You can install manini via pip:

pip install manini

To install latest development version :

pip install git+https://github.com/hereariim/manini.git

Description

This plugin is a tool to perform 2D image inference. The inference is open to the model for image segmentation (binary or multiclass), image classification and object detection. This tool is compatible with tensorflow h5 models. In this format, the h5 file must contain all the elements of the model (architecture, weights, etc).

Image segmentation

This tool allows image inference from a segmentation model.

Input

The user must deposit two items (+1 optional item).

• A compressed file (.zip) containing the images in RGB

.
└── input.zip
    ├── im_1.JPG
    ├── im_2.JPG 
    ├── im_3.JPG
    ...
    └── im_n.JPG

• A tensorflow h5 file (.h5) which is the segmentation model
• A text file (.txt) containing the names of the classes (optional)

The Ok button is used to validate the imported elements. The Run button is used to launch the segmentation.

Processing

Once the image inference is complete, the plugin returns a drop-down menu showing a list of RGB images contained in the compressed file. When the user clicks on an image displayed in this list, one items appear in the napari window:

• A menu that presents a list of the classes given as input

A widget also appears to the right of the window. This is a list of the classes in the model with their associated colours. In this tool, the number of classes is limited to 255.

The user can make annotations on the layer label. For example, the user can correct mispredicted pixels by annotating them with a brush or an eraser.

Output

The Save button allows you to obtain a compressed image file. This file contains folders containing the RGB images and their greyscale mask.

Image classification

This tool performs image inference from an image classification model.

Input

This tool offers three mandatory inputs:

• A compressed file (.zip) containing the RGB images

.
└── input.zip
    ├── im_1.JPG
    ├── im_2.JPG 
    ├── im_3.JPG
    ...
    └── im_n.JPG

• A tensorflow h5 (.h5) file which is the image classification model
• A text file (.txt) containing the class names

The Ok button is used to validate the imported elements. The Run button is used to launch the classification.

Processing

Once the image inference is complete, the plugin returns one elements :

• an table containing the predicted class for each image.

The user can change the predicted class by selecting a class displayed in the associated drop-down menu for an image.

Output

The Save button allows you to obtain a csv file. This file is the table on which the user had made his modifications.

Detection

This tool performs image inference from an yolo object detection model.

Input

The user must deposit two items (+1 optional item).

• A compressed file (.zip) containing the images in RGB

.
└── input.zip
    ├── im_1.JPG
    ├── im_2.JPG 
    ├── im_3.JPG
    ...
    └── im_n.JPG

• A tensorflow h5 file (.h5) which is the detection model
• A text file (.txt) containing the names of the classes (optional)

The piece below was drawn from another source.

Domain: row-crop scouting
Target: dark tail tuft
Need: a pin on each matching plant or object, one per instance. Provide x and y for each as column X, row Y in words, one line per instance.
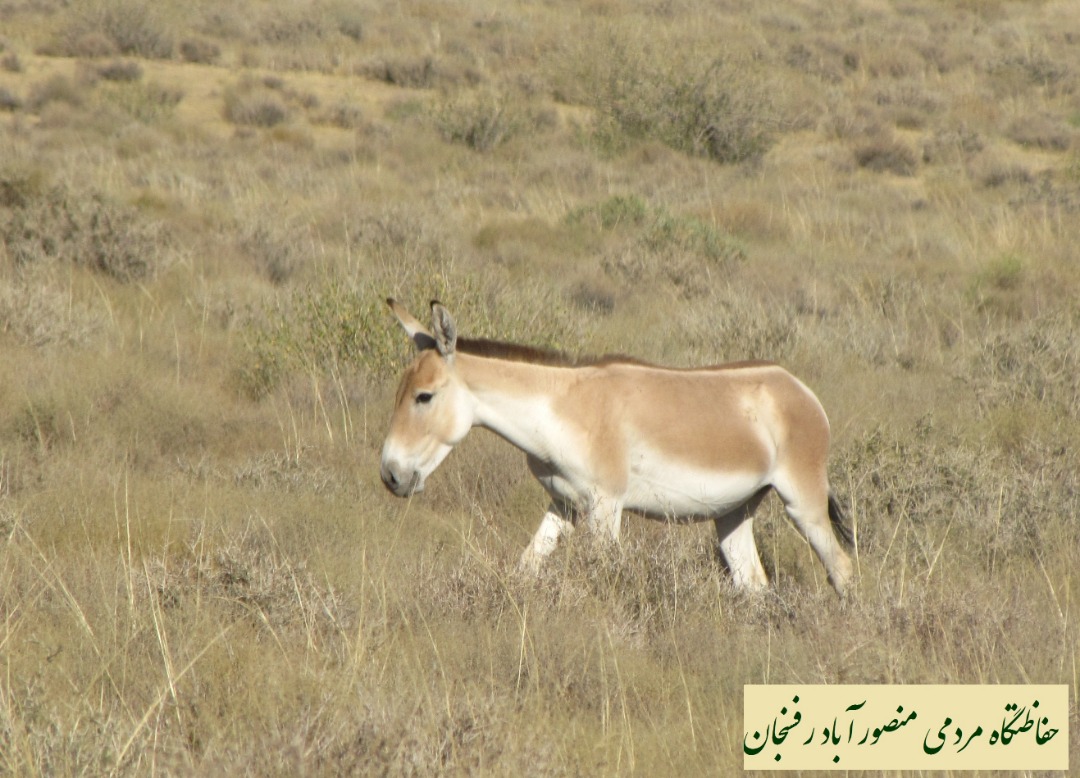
column 839, row 521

The Ok button is used to validate the imported elements. The Run button is used to launch the segmentation.

Processing

When the prediction of bounding box coordinates is complete for each image, the plugin returns one elements:

• A menu that presents a list of the classes given as input

The window displays the bounding boxes and the RGB image. The bounding box coordinates are taken from the json file which is an output file of the darknet detector test command. The user can update these coordinates by deleting or adding one or more bounding boxes. From the list of classes, the user can quickly add a bounding box to the image.

Output

The Save button allows you to obtain a json file. This file contains for each image, the bounding box coordinates and the class for each detected object.

License

Distributed under the terms of the BSD-3 license, "manini" is free and open source software

Citation

Herearii Metuarea, David Rousseau. Toward more collaborative deep learning project management in plant phenotyping. ESS Open Archive . October 31, 2023. DOI: 10.22541/essoar.169876925.51005273/v1

Issues

If you encounter any problems, please file an issue along with a detailed description.